8. Gelet op het vorenstaande, zijn de beroepen van [appellant sub 1], [appellant sub 2], West-Friesland en [appellant sub 4] en anderen tegen het besluit tot vaststelling van bestemmingsplan van 17 februari 2022 gegrond. Aan het besluit van 15 december 2022 kleven dezelfde gebreken als aan het besluit van 17 februari 2022. De van rechtswege ontstane beroepen van [appellant sub 1], [appellant sub 2], West-Friesland en [appellant sub 4] en anderen tegen dit besluit zijn daarom ook gegrond. Beide besluiten moeten worden vernietigd wegens strijd met het rechtszekerheidsbeginsel en de artikelen 3:2 en 3:46 van de Awb.
Beroepen tegen het herstelbesluit
9. In de tussenuitspraak heeft de Afdeling de raad opgedragen om de gebreken in het besluit van 17 februari 2022 te herstellen door:
a. met inachtneming van wat onder 10.3 van die uitspraak is overwogen te motiveren waarom de gevolgen van het plan evenredig zijn voor het recreatiepark en de eigenaren van recreatiewoningen op het park en waarom de raad bij afweging van de betrokken belangen niet voor de aanleg van het bedrijventerrein op een alternatieve locatie heeft gekozen, dan wel een ander besluit te nemen;
b. met inachtneming van wat onder 12.2 van die uitspraak is overwogen de planregels zo aan te passen dat duidelijk is wat onder "onevenredige milieuhinder" in artikel 4.6.1, onder c, moet worden verstaan en dat duidelijk is wat de reikwijdte van de in artikel 4.6.1, aanhef en onder c, gegeven bevoegdheid is;
c. met inachtneming van wat onder 14.1 van die uitspraak is overwogen artikel 4.7.1 van de planregels te wijzigen door "artikel 4.6. lid 1 sub a" te vervangen door een verwijzing naar artikel 3.6, eerste lid, aanhef en onder a, van de Wet ruimtelijke ordening (hierna: de Wro).

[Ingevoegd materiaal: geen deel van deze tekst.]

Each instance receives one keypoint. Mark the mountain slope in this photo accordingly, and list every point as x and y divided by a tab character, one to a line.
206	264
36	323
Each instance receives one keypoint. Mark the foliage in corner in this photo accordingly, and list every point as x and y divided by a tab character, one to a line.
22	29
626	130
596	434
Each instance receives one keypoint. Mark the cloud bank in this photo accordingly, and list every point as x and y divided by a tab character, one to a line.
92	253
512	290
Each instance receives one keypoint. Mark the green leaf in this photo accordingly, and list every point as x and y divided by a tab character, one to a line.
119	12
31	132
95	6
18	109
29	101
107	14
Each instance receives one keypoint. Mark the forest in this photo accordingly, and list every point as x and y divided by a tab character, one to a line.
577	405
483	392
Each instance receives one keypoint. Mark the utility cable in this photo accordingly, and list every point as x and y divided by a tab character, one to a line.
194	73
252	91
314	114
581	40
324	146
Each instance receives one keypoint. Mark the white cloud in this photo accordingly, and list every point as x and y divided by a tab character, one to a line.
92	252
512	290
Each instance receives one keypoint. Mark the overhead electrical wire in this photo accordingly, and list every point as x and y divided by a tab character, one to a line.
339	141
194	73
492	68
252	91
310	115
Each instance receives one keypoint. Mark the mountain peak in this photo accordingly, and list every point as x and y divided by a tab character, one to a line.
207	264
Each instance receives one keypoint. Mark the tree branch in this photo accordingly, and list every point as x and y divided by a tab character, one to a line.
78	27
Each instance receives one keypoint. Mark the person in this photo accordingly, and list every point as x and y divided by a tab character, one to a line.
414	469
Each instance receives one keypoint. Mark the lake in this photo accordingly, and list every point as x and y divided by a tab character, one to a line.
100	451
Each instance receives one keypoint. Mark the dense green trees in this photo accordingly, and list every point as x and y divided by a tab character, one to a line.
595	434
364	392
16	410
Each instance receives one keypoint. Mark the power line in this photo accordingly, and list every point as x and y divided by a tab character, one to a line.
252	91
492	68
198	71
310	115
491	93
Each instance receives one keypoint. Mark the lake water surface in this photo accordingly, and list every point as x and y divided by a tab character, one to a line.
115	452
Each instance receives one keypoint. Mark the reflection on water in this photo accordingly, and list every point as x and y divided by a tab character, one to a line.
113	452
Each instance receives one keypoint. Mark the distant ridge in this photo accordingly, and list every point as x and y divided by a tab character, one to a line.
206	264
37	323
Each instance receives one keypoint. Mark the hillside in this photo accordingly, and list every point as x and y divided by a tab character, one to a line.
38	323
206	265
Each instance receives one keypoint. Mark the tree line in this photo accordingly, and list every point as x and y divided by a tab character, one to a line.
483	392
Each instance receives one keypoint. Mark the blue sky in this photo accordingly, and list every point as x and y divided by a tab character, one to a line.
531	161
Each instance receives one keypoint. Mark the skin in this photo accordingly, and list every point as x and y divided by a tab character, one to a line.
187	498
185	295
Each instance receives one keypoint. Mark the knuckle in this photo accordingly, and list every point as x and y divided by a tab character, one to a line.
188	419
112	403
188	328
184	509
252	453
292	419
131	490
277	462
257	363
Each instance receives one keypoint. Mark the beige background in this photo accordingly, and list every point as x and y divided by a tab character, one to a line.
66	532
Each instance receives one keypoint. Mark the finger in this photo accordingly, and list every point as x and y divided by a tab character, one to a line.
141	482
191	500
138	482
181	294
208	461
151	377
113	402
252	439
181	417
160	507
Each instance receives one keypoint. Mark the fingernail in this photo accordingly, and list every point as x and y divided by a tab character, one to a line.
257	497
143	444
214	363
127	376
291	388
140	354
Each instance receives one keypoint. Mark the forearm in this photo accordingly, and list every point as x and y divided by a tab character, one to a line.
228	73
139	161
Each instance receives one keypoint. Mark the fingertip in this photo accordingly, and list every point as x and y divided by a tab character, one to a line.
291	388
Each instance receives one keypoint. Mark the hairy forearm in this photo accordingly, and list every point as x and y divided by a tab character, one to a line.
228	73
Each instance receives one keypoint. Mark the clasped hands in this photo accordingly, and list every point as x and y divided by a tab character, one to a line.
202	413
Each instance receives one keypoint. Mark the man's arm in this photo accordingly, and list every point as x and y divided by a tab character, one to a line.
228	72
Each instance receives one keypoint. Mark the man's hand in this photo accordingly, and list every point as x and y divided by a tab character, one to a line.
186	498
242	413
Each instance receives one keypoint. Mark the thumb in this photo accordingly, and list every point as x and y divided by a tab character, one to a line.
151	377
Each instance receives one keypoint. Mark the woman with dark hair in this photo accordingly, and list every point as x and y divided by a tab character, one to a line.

10. De Afdeling beoordeelt aan de hand van de ontvangen zienswijzen of de raad met het herstelbesluit heeft voldaan aan de opdrachten in de tussenuitspraak.
11. [appellant sub 1], West-Friesland en [appellant sub 4] en anderen betogen dat de raad met het herstelbesluit niet aan de opdracht heeft voldaan. Volgens hen is in de plantoelichting niet deugdelijk gemotiveerd dat de nadelige gevolgen van het plan evenredig zijn.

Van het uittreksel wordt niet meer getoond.